After the original Xyon faked his death, the offspring of Burgoyne 172 and Dr. Selar was named after Xyon, though he is informally addressed by the diminutive Xy. Due to his nature as a Vulcan/Hermat hybrid, the second Xyon possesses an incredible intellect but has aged rapidly; his lifespan would seem to be brief compared to either of his parents'. At the chronological age of four, he held a doctorate and served as science officer of the Excalibur.

Morgan Primus 
Robin Lefler's mother. She bears a resemblance to Number One, Nurse Christine Chapel, Lwaxana Troi and the voice of Federation computers (all played by Majel Barrett). It is implied in Excalibur: Renaissance that Morgan Primus was, at one point, Number One (whose real name was never revealed on the show).

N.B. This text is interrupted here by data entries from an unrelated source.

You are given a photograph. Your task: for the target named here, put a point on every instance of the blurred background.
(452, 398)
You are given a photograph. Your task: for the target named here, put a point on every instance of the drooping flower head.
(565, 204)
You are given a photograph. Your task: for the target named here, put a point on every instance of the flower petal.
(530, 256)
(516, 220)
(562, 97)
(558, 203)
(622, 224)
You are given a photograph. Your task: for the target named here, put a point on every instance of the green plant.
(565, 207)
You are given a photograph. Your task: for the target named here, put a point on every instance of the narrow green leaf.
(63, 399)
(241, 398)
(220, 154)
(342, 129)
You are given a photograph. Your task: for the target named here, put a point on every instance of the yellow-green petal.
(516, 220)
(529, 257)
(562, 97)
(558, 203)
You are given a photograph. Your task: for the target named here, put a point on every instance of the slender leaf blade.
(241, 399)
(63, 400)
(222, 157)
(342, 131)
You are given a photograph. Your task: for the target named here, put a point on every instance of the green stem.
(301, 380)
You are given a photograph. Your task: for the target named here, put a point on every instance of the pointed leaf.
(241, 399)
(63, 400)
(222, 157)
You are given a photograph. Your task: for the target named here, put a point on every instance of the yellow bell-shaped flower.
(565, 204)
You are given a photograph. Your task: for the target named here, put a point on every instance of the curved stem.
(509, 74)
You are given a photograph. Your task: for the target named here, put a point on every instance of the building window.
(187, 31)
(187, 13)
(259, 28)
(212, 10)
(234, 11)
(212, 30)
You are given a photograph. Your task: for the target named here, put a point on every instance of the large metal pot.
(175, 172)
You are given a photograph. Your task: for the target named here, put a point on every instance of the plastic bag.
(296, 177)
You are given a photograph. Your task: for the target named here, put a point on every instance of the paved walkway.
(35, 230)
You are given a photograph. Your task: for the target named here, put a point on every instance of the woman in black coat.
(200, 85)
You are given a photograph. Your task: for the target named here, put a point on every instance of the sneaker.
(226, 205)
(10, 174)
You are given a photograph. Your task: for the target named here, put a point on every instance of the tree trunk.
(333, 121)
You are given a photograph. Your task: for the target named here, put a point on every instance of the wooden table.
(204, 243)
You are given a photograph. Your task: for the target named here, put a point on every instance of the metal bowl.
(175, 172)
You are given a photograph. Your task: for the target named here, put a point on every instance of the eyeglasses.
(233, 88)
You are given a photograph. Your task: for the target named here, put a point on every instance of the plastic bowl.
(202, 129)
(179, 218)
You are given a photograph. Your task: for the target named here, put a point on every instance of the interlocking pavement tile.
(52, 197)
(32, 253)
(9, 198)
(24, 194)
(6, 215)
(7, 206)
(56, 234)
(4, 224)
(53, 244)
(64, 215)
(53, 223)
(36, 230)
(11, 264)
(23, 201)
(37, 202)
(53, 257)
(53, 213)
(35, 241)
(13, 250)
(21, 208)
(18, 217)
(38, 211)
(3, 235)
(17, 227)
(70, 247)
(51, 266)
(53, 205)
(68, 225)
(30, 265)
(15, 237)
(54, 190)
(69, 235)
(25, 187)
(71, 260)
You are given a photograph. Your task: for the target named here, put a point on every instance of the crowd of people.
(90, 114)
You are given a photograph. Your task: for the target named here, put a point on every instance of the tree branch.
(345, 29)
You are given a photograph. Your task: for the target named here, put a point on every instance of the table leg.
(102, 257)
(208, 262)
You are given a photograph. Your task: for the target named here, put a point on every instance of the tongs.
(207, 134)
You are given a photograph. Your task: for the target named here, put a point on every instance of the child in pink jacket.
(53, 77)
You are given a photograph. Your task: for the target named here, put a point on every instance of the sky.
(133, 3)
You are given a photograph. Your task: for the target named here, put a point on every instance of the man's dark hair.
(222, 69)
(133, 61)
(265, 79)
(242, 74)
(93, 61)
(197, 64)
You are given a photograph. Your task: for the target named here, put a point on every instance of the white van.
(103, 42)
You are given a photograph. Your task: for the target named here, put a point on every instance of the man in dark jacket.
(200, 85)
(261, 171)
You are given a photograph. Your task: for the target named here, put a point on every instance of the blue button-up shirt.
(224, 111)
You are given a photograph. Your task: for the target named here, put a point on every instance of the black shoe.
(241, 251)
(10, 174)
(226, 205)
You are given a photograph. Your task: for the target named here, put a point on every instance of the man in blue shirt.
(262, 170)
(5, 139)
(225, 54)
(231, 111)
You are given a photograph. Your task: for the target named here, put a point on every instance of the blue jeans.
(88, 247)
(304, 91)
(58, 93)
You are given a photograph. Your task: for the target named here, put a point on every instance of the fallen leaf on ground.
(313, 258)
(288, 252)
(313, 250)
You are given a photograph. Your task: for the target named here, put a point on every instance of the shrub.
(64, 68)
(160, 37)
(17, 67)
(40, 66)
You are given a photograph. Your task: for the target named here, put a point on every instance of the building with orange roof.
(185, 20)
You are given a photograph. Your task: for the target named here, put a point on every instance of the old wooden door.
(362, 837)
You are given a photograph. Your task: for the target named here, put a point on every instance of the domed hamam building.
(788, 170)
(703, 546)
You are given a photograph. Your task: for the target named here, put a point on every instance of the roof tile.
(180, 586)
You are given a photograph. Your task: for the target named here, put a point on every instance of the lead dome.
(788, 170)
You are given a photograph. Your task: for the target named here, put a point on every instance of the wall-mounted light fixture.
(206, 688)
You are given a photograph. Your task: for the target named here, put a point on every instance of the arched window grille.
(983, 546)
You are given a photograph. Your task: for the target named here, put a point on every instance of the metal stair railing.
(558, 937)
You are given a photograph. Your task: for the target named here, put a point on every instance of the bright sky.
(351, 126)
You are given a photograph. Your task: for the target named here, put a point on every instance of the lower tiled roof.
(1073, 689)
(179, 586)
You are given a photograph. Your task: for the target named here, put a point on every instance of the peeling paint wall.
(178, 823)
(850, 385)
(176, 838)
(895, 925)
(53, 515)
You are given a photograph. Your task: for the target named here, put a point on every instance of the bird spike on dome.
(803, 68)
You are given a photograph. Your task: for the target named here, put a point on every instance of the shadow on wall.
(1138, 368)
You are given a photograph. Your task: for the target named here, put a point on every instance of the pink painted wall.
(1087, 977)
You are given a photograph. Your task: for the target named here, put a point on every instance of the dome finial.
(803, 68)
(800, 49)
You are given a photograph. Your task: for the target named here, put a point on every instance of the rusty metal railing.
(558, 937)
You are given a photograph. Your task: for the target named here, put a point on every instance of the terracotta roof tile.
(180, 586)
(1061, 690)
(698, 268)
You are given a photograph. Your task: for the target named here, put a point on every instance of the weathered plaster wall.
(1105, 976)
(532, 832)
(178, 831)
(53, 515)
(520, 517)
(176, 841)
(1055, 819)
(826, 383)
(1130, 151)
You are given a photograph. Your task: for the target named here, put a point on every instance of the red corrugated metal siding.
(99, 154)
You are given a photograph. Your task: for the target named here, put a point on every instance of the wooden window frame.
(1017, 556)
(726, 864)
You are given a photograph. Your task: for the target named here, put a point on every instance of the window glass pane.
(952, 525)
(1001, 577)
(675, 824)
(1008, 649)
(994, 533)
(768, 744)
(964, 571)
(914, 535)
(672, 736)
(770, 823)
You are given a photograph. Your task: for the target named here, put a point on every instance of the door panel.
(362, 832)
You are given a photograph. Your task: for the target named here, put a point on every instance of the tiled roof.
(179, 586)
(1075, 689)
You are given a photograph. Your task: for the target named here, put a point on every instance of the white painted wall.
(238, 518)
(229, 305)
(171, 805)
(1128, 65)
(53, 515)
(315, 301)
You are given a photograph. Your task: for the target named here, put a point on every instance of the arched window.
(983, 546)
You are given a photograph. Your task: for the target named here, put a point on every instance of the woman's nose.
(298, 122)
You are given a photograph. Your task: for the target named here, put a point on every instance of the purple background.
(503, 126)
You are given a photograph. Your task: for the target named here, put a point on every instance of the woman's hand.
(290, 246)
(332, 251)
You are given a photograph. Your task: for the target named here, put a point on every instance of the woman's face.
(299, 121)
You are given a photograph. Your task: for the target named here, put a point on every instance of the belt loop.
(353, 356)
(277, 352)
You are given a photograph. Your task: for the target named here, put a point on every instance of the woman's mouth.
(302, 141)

Her seemingly immortal body was destroyed during an attack by the Greek gods, but her mind was integrated into the Excalibur computer, where it remained for some time and grew in power.

Takahashi 
Romeo Takahashi (or "Hash") served as the conn officer aboard the Trident.

Tania Tobias 
Tania Tobias originally appeared in David's Starfleet Academy novels. Newly assigned to the Excalibur in the book Missing in Action, she had suffered a trauma at her previous post on the "worlds within worlds" project which occasionally causes her to break out in uncontrollable panic attacks. She is in a romantic relationship with Kalinda. Tania believes she also has extra-normal powers that allows her to sense danger.